Ich will mich nicht herabstufen, aber wenn jemand mit einem starken ki kommt, dann kommt es vor, dass ich da nicht durch komme, meine Technik ist dann blockiert – ich muss noch mehr lernen um den älteren Kollegen besser zu verstehen oder um mein Ego zu disziplinieren.“
Was sagt dir in diesem Zusammenhang Kommunikation, frage ich Zenon. „Ich kann ja kein Französisch und erst recht kein Japanisch, aber wenn ich Tamura sehe, wenn er etwas vorführt, dann meine ich ihn zu verstehen – es kommt mir vor, als gebe es eine nonverbale Aikidosprache.
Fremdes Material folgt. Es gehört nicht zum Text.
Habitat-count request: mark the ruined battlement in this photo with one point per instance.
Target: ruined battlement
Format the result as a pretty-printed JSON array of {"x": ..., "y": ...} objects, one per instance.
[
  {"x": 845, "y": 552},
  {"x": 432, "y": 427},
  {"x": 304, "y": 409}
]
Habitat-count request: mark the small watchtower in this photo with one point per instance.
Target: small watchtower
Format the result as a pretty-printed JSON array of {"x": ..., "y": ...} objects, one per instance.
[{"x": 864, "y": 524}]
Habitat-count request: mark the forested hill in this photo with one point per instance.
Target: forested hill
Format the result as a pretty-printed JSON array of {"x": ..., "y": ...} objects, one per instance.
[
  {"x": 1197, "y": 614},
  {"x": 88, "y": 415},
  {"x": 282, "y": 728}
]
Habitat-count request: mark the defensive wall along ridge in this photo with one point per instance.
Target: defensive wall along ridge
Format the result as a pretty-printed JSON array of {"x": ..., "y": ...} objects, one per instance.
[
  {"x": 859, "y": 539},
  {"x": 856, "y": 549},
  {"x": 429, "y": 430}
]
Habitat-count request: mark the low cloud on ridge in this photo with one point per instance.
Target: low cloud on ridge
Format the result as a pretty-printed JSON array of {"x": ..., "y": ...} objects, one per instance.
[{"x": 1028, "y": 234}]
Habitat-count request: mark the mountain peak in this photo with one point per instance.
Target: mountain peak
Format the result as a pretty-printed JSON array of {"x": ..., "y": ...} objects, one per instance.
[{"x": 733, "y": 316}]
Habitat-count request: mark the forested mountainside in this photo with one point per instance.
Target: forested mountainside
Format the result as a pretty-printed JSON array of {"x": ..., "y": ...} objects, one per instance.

Ich erinnere mich aber auch, dass ich in Paris einige Konflikte mit anderen Aikidoka hatte – mein Ego war etwas aus dem Ruder geraten, es war sehr sehr kompliziert – dadurch aber ist und blieb es interessant – und weil wir beide Interesse daran fanden, haben wir eine harmonische Lösung gefunden, keine ‚einfache Harmonie’, nein, eine gemeinsame Harmonie; so etwas hat einen besondereren Schwierigkeitsgrad.“

Und was ist ukemi für dich, Zenon? Wieder entweicht ihm ein „Ohh, ich habe ukemi gelernt, es ist Aufstehen – für mich ist es ein Weitergehen, nicht fallen. Fallen will niemand – meinen Schülern und Anfängern sage ich das ukemi ein japanisches Zauberwort ist…; denn ukemi ist auch ‚aite’ und ‚tori’ – jedenfalls habe ich jetzt, mit meinen 50 Jahren mein ukemi geändert, ich springe nicht mehr von 1,70m, dazu bin ich zu alt. Es ist ja zu nichts gut, auch wenn man in jungen Jahren solche Gedanken nicht hat – aber es ist zu nichts gut, außer dem eigenen Körper Schaden zu zufügen. Sicher ist auch, dass ukemi den Anfängern hilft Aikido zu verstehen.